French Applause for Obama Missile Non-Deployment

Readers of this weblog – a smallish, hard-core elite, to be sure, but we’re trying to do something about that – will have known the news already, but last Thursday President Obama came out in public to announce that his administration did not intend to proceed with the planned deployment of anti-ICBM missiles to Poland and supporting radar to the Czech Republic. Reaction to the decision was swift and vociferous, both for and against, domestically and internationally. Presseurop has a good survey of that reaction in the Eastern European press, although I feel that it tends a slight bit too much to the alarmist side. It seems many of those newspaper headline-writers have forgotten how fundamentally unpopular the American deployment was among ordinary Czechs and Poles; in this light, Obama’s cancellation of the program per se is not so regretable, but rather the considerable trouble both governments had to take to gain the political approval for their participation, now all achieved for nothing.

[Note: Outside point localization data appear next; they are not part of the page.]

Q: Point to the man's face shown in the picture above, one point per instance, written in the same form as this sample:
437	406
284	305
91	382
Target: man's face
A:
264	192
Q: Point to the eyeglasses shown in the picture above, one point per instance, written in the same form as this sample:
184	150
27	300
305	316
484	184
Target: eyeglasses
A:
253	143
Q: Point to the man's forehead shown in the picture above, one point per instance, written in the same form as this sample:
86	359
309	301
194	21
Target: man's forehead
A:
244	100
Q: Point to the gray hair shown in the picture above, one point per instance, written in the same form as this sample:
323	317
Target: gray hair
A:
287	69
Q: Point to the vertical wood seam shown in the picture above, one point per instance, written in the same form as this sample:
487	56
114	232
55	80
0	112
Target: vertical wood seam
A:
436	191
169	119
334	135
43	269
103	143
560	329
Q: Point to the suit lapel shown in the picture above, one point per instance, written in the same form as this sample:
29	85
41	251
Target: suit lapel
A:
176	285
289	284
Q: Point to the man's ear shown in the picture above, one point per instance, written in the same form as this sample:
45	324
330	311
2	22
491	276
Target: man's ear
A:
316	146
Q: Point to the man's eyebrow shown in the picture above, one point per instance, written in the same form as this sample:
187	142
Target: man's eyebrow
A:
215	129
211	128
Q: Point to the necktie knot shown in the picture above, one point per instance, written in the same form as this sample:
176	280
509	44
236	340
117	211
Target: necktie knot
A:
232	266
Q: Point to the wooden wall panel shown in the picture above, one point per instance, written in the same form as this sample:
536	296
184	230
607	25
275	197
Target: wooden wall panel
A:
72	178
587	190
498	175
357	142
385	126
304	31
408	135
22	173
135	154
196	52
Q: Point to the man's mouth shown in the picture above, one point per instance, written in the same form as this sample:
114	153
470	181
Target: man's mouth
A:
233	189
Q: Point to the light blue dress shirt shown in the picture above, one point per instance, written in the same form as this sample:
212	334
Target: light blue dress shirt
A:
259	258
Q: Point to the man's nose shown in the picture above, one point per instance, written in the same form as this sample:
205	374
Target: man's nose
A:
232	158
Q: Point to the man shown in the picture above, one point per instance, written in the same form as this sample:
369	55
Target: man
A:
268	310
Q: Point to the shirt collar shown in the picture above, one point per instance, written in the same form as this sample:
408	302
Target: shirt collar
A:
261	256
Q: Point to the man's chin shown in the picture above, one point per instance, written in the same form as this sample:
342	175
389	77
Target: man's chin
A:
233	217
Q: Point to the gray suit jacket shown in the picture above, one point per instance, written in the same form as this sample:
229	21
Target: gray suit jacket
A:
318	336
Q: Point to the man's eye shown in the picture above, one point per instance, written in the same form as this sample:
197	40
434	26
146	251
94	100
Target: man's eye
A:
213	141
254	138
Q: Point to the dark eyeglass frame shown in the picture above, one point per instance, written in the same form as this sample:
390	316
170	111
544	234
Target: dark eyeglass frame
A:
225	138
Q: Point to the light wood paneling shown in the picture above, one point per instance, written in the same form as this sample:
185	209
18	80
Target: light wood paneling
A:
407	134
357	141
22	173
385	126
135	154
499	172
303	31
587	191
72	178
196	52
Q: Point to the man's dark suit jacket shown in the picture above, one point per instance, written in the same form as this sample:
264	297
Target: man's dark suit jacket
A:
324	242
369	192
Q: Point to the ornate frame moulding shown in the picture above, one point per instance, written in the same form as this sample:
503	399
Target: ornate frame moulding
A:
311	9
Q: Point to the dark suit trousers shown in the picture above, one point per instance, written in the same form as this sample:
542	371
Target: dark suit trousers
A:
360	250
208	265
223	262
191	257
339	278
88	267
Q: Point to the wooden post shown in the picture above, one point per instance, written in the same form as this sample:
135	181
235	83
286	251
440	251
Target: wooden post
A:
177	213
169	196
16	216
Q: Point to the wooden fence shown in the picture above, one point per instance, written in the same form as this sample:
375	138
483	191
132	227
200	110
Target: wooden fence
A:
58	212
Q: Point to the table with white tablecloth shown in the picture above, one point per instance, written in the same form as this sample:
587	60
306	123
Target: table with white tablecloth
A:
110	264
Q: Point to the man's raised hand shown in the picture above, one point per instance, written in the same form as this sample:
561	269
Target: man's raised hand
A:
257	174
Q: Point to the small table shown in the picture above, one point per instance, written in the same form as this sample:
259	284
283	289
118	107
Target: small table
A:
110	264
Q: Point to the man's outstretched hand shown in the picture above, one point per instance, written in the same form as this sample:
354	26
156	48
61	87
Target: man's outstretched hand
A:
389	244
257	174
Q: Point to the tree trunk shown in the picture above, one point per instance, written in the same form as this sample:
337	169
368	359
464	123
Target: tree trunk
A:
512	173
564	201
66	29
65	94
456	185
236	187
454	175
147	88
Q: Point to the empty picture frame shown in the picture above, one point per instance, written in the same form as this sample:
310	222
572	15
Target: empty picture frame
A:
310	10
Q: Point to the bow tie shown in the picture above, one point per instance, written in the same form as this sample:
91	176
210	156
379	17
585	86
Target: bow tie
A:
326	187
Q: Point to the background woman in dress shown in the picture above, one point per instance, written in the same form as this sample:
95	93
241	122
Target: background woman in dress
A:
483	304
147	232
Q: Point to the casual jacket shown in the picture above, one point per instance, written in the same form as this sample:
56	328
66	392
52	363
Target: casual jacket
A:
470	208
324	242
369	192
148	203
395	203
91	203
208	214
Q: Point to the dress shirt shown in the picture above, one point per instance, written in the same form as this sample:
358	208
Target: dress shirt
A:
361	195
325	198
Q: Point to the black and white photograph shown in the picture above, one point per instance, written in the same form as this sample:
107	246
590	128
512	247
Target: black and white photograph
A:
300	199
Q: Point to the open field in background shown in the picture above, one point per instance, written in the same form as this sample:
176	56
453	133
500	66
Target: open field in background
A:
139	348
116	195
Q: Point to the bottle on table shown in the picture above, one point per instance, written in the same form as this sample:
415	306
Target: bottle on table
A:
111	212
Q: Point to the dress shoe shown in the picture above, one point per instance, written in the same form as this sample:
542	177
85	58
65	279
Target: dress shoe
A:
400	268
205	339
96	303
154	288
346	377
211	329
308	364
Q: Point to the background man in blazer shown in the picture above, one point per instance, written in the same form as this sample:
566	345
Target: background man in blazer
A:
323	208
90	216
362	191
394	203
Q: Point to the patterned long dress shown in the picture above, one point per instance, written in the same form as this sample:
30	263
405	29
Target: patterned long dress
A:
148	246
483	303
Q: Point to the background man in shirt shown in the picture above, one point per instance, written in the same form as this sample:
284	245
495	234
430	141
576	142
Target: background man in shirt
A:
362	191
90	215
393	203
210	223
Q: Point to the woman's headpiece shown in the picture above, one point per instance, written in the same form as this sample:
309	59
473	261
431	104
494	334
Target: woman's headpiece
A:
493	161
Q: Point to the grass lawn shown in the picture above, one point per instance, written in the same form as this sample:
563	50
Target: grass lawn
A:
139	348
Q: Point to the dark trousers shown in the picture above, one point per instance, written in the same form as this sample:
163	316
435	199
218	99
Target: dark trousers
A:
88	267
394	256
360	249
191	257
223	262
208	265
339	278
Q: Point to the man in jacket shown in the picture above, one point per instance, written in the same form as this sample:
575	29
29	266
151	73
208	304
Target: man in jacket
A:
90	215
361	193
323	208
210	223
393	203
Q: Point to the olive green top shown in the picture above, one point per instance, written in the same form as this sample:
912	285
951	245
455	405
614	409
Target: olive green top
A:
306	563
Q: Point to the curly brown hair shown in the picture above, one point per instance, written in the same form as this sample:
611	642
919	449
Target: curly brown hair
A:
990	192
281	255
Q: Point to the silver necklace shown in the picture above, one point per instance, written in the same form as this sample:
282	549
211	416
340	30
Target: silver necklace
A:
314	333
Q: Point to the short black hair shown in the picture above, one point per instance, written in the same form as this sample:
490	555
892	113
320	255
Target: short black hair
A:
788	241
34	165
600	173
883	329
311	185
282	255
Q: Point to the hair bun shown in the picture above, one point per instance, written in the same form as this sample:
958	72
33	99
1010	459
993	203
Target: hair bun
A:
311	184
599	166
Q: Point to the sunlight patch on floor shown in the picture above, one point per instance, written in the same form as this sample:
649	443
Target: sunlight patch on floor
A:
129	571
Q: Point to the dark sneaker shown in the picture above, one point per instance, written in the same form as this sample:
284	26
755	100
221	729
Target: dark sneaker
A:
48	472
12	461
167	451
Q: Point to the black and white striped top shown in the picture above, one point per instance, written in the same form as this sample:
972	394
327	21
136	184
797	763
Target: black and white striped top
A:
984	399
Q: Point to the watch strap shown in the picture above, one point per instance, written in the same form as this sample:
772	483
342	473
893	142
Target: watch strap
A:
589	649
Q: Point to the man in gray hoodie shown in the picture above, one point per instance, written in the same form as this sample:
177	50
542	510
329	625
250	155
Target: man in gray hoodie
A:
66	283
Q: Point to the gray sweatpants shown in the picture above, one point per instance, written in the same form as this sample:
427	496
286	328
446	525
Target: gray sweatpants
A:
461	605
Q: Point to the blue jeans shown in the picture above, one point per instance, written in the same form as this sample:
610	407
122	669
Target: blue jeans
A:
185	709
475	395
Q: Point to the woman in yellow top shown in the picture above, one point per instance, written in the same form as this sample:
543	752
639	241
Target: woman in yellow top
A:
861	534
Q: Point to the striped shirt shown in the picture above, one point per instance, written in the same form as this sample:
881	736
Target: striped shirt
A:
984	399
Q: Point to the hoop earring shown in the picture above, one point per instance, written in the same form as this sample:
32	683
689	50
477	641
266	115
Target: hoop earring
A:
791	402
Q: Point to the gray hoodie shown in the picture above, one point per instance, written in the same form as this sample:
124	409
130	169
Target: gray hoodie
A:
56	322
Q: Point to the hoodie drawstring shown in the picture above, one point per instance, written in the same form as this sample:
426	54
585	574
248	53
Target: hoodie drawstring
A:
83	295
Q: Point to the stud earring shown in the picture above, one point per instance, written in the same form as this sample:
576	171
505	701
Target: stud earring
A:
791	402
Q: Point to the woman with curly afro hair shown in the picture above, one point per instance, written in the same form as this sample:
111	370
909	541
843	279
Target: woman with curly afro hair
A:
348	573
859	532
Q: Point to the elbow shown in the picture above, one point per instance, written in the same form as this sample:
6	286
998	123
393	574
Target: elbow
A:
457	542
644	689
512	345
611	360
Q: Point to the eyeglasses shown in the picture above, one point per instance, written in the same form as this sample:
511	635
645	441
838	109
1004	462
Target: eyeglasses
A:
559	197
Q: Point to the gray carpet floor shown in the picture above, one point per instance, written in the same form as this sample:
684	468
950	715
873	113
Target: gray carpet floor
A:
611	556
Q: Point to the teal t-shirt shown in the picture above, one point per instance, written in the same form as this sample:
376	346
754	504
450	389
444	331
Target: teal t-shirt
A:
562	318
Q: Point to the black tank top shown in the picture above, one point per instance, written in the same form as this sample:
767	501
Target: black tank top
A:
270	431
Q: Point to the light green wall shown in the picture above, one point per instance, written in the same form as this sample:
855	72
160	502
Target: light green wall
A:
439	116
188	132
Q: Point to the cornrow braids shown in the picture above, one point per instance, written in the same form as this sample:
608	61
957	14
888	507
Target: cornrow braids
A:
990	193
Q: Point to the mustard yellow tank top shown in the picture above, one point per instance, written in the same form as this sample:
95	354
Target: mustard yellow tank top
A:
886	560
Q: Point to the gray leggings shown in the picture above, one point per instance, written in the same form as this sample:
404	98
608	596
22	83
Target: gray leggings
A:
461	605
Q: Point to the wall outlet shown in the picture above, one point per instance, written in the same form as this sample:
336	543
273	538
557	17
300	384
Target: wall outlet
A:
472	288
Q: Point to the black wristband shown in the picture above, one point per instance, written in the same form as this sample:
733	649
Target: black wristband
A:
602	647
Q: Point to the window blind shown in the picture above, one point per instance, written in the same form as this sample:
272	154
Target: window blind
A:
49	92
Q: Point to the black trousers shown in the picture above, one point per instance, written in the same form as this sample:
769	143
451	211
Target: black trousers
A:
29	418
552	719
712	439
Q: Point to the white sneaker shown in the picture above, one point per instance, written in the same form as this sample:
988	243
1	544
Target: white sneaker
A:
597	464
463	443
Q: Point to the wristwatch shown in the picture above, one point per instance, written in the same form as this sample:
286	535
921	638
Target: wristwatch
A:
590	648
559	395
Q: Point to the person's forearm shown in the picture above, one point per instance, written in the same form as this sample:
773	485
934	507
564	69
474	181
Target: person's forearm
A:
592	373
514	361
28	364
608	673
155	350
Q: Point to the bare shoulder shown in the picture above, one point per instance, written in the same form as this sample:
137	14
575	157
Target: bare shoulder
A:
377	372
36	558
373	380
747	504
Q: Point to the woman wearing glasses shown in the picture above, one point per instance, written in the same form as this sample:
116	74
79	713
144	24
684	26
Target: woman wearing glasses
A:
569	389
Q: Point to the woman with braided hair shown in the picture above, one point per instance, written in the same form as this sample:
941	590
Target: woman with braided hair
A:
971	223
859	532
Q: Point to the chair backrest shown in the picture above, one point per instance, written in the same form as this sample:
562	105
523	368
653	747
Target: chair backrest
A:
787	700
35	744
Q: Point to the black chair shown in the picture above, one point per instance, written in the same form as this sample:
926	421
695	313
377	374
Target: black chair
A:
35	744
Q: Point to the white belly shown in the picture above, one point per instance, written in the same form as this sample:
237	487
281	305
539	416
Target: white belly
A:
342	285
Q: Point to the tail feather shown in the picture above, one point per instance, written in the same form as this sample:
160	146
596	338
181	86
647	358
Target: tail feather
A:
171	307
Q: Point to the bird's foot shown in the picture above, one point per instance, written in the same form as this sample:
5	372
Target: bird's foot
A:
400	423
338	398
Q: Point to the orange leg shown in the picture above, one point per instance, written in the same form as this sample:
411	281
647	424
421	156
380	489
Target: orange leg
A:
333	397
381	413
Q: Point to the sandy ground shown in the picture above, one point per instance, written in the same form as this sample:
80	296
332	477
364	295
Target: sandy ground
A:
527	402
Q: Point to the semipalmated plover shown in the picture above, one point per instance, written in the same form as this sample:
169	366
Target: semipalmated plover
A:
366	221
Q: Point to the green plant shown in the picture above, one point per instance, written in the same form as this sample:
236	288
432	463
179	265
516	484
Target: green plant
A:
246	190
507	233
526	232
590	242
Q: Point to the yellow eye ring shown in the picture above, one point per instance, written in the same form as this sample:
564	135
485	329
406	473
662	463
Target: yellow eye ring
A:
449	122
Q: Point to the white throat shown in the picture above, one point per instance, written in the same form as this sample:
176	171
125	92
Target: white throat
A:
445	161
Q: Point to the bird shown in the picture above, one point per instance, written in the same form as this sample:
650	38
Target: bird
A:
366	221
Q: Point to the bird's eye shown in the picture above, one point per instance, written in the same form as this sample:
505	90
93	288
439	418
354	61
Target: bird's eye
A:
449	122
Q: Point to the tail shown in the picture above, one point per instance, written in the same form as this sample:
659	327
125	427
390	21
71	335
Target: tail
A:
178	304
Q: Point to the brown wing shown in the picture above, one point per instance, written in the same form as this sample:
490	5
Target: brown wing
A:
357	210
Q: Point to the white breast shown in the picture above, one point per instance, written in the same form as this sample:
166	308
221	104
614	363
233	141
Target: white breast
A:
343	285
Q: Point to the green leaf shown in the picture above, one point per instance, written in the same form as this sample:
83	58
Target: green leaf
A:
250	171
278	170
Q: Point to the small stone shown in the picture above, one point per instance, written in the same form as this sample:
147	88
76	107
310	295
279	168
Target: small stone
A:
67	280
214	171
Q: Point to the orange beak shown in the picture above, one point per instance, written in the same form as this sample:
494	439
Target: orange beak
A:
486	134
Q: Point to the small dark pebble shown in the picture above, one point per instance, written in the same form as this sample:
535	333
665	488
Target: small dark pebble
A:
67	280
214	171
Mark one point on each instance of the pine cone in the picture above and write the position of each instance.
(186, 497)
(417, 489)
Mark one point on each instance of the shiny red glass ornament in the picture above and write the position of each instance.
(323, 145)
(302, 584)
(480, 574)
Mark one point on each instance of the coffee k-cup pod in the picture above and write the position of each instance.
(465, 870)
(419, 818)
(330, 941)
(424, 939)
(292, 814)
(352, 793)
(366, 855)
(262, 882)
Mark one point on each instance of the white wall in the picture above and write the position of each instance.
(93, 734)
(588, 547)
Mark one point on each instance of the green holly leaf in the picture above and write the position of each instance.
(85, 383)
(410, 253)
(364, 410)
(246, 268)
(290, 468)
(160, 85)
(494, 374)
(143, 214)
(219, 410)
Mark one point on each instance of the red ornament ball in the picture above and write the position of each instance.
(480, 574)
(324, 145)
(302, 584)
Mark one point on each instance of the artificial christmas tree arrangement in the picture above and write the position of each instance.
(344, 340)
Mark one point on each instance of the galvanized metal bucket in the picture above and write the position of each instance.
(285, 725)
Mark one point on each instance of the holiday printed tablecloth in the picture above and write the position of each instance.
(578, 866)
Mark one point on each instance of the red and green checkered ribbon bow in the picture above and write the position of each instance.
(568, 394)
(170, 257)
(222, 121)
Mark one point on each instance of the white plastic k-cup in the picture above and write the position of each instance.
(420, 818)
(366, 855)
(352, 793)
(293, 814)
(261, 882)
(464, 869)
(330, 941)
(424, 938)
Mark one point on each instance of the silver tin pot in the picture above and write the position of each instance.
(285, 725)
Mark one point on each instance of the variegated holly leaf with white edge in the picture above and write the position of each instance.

Not to worry, though, because French president Nicolas Sarkozy praised Obama’s move as an “excellent decision,” and the editors at Le Monde make it clear that they agree (Hand extended). Yes, the proposed deployment was going to be expensive, for a weapons system about which there remained significant doubts that it ever would actually be able to do what was designed for. But don’t forget the diplomatic dividends, either, Le Monde reminds us. These mainly involve Iran, which is supposed to start multilateral talks with a range of western countries starting on October 1; Obama’s action sends them a message of “good will and realism.” And Russia? Obama’s gesture was directed there to an even greater extent, but Le Monde’s editors unfortunately do not expect to see any corresponding gesture from the Kremlin anytime soon.

By the way, mention should also be made of the announcement by US Defense Secretary Robert Gates, noted in Le Monde’s news coverage of the American announcement, that the “SM-3” missiles which are now to be the replacement anti-missile system will be deployed in turn from 2015 in Poland and the Czech Republic. First of all, that is a bit over-determined: mainstream US news reports put it instead that deployment of those missiles to those countries is but a possibility. And that’s a good thing, too: recall that the original ten defensive rockets that were to be intalled in Poland were designed to counter Iranian missiles of intercontinental range. Poland presumably is a good spot to deploy those – just take a string to your globe to check out the great circle route from Iran to the USA – but that is probably not also the case for defense against the short- and medium-range missiles which are now assumed to be the only Iranian threat for many years to come. In light of this, these suggestions that Warsaw and Prague will eventually get their missiles after all have to be regarded as sheer political bull-headedness – “We won’t let anyone tell us we can’t station missiles in Eastern Europe!” – rather than anything based on considerations of military effectiveness.